Auteur : Pierre de Bartha*

"J'indique une direction, je prends une décision, à l'histoire de me répondre!" Comment mieux illustrer l'attitude française vis-à-vis du pouvoir que cette affirmation de François Mitterrand, alors Président de la République ? Nicolas Sarkozy, fraîchement élu, revendique, quant à lui, l'obligation d'imposer des changements, car "si ce n'est pas le Président, qui le ferait ?" Fidèle à cette conviction, il a chargé le conseil constitutionnel de réfléchir sur "l'accroissement des responsabilités du président".

Cela ne peut que troubler un Allemand qui pensera : "Nous savons où mènent les attitudes autocrates de monarques absolus" ! Le "Bundespräsident" n'a pas de pouvoir politique, juste une fonction représentative. La chancelière Angela Merkel manie le pouvoir par la concertation, en mettant habilement d'accord les parties prenantes sur le plus petit dénominateur commun. En conséquence, une majorité d’Allemands a accueilli le nouveau président français avec appréhension, craignant un "nouveau Napoléon" au langage cru qui va imposer ses vues à la communauté européenne.

Luther contre Descartes

L'approche du pouvoir est étroitement lié au conditionnement religieux et à l'histoire. L'esprit protestant et calviniste a façonné la pensée allemande au point de mettre l'argent et l'utilité pour la communauté au centre de l'action individuelle. 'Mériter' de l'argent (traduction littérale de "gagner de l'argent"), c'est avoir un pied au paradis. Dans ces cinq mots de Descartes, "Je pense, donc je suis", le "je" figure deux fois. L'ambition individuelle y est au centre de l'action. Au paradis tous les êtres humains seront égaux, mais pendant la vie terrestre peuplée de pêcheurs et dans une France catholique, gagner plus d'argent peut être accessoire si l'on a su être le plus brillant, tisser son réseau relationnel ou manoeuvrer habilement. D'où la perception classique et douloureuse Outre-Rhin du "filou" français imprévisible et non fiable dans les affaires.

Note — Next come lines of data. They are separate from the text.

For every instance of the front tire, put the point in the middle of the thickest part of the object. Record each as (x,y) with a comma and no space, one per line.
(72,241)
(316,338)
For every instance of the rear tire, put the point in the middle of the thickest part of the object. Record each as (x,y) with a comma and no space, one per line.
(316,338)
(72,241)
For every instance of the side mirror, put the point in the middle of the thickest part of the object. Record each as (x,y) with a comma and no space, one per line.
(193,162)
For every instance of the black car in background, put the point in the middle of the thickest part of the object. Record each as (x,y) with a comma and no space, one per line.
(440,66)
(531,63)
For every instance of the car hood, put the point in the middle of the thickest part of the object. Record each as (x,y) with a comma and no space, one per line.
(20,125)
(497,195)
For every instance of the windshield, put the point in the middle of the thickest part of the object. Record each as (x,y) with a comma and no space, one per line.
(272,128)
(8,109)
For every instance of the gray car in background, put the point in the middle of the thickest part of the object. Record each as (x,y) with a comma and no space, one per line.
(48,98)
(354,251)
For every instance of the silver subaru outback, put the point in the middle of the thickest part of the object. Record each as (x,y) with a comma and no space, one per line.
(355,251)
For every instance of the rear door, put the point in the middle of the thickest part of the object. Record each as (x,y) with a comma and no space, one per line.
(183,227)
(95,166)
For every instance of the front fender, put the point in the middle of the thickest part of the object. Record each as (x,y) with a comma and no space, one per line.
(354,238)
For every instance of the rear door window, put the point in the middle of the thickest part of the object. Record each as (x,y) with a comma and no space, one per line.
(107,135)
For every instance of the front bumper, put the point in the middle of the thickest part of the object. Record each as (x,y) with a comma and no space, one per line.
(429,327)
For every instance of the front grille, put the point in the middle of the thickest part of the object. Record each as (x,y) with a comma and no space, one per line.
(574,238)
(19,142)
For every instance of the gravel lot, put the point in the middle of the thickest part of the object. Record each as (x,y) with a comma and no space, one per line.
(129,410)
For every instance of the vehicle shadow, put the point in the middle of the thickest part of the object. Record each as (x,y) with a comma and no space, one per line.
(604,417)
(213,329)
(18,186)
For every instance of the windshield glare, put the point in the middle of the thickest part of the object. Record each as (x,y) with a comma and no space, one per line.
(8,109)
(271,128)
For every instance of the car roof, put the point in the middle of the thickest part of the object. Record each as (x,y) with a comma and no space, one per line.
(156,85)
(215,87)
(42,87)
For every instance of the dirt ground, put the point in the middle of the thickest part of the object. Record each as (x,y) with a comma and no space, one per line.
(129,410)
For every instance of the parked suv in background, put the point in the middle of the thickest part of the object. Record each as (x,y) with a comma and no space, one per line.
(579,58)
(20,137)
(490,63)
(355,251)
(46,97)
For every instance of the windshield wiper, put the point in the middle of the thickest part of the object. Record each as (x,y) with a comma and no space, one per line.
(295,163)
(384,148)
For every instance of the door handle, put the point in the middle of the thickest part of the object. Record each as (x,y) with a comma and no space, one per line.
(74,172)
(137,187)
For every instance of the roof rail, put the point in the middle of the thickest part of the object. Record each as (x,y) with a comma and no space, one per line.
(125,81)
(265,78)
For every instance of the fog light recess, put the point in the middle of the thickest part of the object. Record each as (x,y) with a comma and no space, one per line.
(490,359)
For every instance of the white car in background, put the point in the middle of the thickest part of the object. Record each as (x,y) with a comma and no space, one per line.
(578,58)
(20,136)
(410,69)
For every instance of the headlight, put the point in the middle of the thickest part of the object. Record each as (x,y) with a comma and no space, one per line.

Le jeu faussé du rapport de force : marquer des points ou convaincre ?

Le système scolaire prépare les Français depuis leur plus jeune enfance à la compétition et aux jeux de pouvoir. Imprégnés de l'histoire des conquêtes françaises, les jeunes, poussés par leurs parents, apprennent déjà très tôt qu'il faut être du "bon côté du pouvoir", pour ne pas subir la loi du plus fort. Les meilleurs pourront intégrer les grandes écoles, véritables antichambres du pouvoir politique et économique. La "loi du plus fort" est une loi de la nature. "C'est de bonne guerre!" ... expression inimaginable Outre-Rhin.

Il en découle deux conséquences significatives :

1. Le clivage entre "ceux d'en haut" et "ceux d'en bas", la fameuse "fracture sociale" dont Chirac avait fait son cheval de bataille en 1995. L'histoire de France est marquée par des révolutions sociales, car la seule façon de faire bouger le pouvoir en place est la révolte.
2. Lorsqu'on est "responsable", il faut la légitimité du pouvoir pour l'exercer. A défaut, on est fonctionnaire ou on fait partie de l'intendance.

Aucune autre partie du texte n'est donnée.